Une fois que le bureau de l’Assemblée Nationale a enregistré la proposition, le Garde des Sceaux est informé, car une commission d’enquête, que ce soit à l'Assemblée nationale ou au Sénat, ne peut pas être créée si des poursuites judiciaires sont en cours. C’est ensuite la commission permanente compétente qui étudie si les conditions sont réunies et si la création de la commission d’enquête a une utilité.
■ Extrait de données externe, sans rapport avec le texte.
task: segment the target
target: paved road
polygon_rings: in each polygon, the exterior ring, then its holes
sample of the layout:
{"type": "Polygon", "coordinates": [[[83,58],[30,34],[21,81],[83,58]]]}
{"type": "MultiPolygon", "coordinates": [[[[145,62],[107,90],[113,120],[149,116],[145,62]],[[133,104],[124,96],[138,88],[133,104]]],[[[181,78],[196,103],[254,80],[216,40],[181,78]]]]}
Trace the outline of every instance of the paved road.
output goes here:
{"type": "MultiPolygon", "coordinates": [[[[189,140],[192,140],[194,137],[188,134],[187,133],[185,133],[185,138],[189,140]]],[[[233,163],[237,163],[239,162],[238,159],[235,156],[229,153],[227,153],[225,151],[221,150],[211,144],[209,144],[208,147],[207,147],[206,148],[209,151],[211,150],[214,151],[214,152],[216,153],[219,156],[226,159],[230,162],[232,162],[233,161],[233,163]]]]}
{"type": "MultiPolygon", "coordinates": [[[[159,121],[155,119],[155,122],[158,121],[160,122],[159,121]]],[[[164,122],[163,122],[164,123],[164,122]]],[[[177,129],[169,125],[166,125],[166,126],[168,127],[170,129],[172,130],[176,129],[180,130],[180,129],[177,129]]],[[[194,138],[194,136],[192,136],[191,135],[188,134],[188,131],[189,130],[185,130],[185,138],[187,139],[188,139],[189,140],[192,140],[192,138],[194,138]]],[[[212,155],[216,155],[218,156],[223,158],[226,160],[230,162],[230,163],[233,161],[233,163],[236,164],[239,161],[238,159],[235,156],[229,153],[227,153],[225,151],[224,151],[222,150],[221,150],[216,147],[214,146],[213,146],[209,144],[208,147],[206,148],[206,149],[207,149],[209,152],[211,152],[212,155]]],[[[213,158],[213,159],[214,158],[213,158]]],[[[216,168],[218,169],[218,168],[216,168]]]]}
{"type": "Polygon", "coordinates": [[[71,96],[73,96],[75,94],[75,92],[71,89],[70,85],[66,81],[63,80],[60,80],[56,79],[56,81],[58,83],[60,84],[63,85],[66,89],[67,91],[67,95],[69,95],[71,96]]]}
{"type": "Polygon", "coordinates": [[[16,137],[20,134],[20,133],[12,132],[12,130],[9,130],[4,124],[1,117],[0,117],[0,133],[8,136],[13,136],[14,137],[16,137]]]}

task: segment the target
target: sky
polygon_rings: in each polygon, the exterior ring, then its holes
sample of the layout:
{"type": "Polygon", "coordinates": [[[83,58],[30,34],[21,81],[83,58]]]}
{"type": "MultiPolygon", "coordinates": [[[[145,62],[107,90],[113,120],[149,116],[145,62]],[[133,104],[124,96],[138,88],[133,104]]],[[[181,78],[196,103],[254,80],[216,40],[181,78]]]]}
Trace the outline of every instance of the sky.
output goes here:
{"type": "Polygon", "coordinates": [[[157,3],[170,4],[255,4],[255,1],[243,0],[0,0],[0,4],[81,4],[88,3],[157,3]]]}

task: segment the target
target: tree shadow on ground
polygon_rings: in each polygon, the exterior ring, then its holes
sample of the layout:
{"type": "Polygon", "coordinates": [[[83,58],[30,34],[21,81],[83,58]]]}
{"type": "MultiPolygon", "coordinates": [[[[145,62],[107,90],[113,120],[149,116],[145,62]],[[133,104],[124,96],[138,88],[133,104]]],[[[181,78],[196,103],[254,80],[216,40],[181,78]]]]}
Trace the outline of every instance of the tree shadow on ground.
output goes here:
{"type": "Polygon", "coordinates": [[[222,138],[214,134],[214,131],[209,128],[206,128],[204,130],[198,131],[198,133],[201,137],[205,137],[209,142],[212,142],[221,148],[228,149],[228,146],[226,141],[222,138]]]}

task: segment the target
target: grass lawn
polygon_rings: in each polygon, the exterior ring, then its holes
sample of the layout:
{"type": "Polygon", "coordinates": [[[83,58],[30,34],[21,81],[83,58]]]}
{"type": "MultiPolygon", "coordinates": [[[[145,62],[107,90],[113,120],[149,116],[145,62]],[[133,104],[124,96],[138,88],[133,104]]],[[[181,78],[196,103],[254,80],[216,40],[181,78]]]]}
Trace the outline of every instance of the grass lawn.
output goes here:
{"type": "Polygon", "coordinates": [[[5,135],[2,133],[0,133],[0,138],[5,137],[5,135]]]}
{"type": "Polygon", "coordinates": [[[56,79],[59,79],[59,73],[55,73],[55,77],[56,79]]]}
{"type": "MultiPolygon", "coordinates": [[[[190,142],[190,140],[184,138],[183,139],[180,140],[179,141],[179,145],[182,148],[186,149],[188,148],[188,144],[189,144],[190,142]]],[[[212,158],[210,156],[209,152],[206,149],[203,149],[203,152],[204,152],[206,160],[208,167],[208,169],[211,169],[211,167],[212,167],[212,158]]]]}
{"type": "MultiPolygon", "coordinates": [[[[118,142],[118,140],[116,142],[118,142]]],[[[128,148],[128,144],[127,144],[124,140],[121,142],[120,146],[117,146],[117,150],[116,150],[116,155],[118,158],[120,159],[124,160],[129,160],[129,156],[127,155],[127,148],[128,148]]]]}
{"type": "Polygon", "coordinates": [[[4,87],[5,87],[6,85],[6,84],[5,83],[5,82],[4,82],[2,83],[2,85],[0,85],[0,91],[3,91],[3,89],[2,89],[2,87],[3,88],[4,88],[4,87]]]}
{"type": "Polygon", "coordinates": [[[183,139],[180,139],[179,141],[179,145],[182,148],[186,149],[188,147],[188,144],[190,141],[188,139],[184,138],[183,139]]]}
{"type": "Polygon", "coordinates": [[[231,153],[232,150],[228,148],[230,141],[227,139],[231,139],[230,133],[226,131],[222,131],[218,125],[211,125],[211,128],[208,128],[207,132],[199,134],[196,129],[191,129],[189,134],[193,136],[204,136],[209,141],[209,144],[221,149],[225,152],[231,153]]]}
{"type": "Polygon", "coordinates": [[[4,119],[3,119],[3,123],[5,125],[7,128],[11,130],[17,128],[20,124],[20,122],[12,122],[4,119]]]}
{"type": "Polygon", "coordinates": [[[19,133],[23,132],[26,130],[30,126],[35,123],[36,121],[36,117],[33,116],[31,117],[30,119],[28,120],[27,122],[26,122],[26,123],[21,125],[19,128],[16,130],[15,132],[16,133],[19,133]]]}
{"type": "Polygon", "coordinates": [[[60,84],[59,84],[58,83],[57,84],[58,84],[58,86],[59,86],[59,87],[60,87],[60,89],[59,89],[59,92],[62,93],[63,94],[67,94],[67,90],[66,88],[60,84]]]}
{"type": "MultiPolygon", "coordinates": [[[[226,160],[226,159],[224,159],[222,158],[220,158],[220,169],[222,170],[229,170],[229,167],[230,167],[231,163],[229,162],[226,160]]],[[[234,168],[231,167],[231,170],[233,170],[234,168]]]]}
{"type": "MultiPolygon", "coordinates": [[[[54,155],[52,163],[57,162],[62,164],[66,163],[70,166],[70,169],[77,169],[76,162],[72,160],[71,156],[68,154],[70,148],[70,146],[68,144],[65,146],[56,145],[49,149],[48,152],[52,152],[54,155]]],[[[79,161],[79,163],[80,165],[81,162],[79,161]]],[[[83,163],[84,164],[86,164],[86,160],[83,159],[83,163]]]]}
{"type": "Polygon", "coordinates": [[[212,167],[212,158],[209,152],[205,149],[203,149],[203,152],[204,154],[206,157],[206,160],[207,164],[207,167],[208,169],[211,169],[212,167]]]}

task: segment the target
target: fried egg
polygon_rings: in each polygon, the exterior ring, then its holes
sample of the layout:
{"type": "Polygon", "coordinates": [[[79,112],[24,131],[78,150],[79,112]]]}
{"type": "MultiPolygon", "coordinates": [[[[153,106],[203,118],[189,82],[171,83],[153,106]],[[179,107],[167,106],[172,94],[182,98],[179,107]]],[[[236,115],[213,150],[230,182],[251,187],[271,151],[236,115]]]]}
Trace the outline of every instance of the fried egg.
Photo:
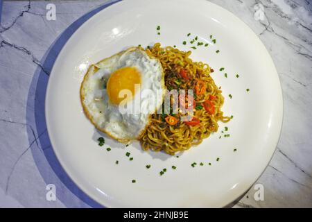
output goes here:
{"type": "Polygon", "coordinates": [[[141,47],[132,47],[89,67],[81,84],[80,100],[97,129],[127,142],[144,134],[164,93],[159,60],[141,47]]]}

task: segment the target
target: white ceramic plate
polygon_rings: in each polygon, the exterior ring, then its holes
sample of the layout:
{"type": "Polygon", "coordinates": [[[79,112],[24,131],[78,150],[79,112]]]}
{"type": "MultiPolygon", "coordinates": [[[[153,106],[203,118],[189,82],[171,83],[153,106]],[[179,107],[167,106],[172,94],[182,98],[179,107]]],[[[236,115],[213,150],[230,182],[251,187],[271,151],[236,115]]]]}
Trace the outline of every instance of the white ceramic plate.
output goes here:
{"type": "Polygon", "coordinates": [[[245,191],[268,164],[280,133],[282,107],[280,83],[269,53],[233,14],[206,1],[138,0],[123,1],[103,10],[69,39],[50,76],[46,117],[62,166],[103,205],[222,207],[245,191]],[[192,35],[187,37],[189,33],[192,35]],[[210,35],[216,39],[215,44],[210,35]],[[234,116],[232,121],[220,123],[218,133],[179,158],[142,151],[139,143],[126,148],[107,137],[105,145],[98,146],[101,134],[85,117],[79,98],[88,65],[138,44],[159,42],[190,50],[189,42],[196,35],[209,46],[192,50],[191,58],[216,70],[212,76],[225,97],[223,110],[234,116]],[[184,40],[187,45],[182,44],[184,40]],[[219,71],[223,67],[225,71],[219,71]],[[225,126],[230,137],[219,139],[225,126]],[[108,146],[110,152],[106,151],[108,146]],[[133,161],[125,156],[127,151],[133,161]],[[194,162],[198,165],[193,168],[194,162]],[[152,166],[149,169],[145,167],[148,164],[152,166]],[[167,172],[160,176],[164,168],[167,172]],[[132,179],[137,182],[132,183],[132,179]]]}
Ce que l’on doit retenir, c’est qu’avant même sa mise en place, une commission d’enquête est examinée sur la forme et sur le fond. Une fois ces étapes validées, il reste à voter la proposition de résolution et ce scrutin intervient pendant la semaine dite de contrôle. La semaine de contrôle est la semaine pendant laquelle l’ordre du jour est réservé en priorité au contrôle du Gouvernement et à l’évaluation des politiques publiques. Ce scrutin est un peu particulier dans la mesure où seuls les députés défavorables à la proposition de résolution participent au scrutin et pour que cette dernière soit rejetée, il faut réunir la majorité des 3/5ᵉ des membres de l’Assemblée Nationale, présents au moment du scrutin. L’exemple le plus récent que nous avons est celui du rejet d’une proposition de résolution tendant à la création d’une commission d’enquête relative à la participation de fonds français au financement de Daesh, en date du 3 décembre 2015, en raison du caractère partiel de son objet d’étude. Dans la pratique, on observe que l’appréciation de la recevabilité est généralement large, car elle est fonction de l’actualité. Ainsi, la commission d'enquête sur les éventuels dysfonctionnements de la justice et de la police dans l’affaire dite Sarah Halimi a été créée, suite à l'émoi qu'a provoqué cette affaire judiciaire.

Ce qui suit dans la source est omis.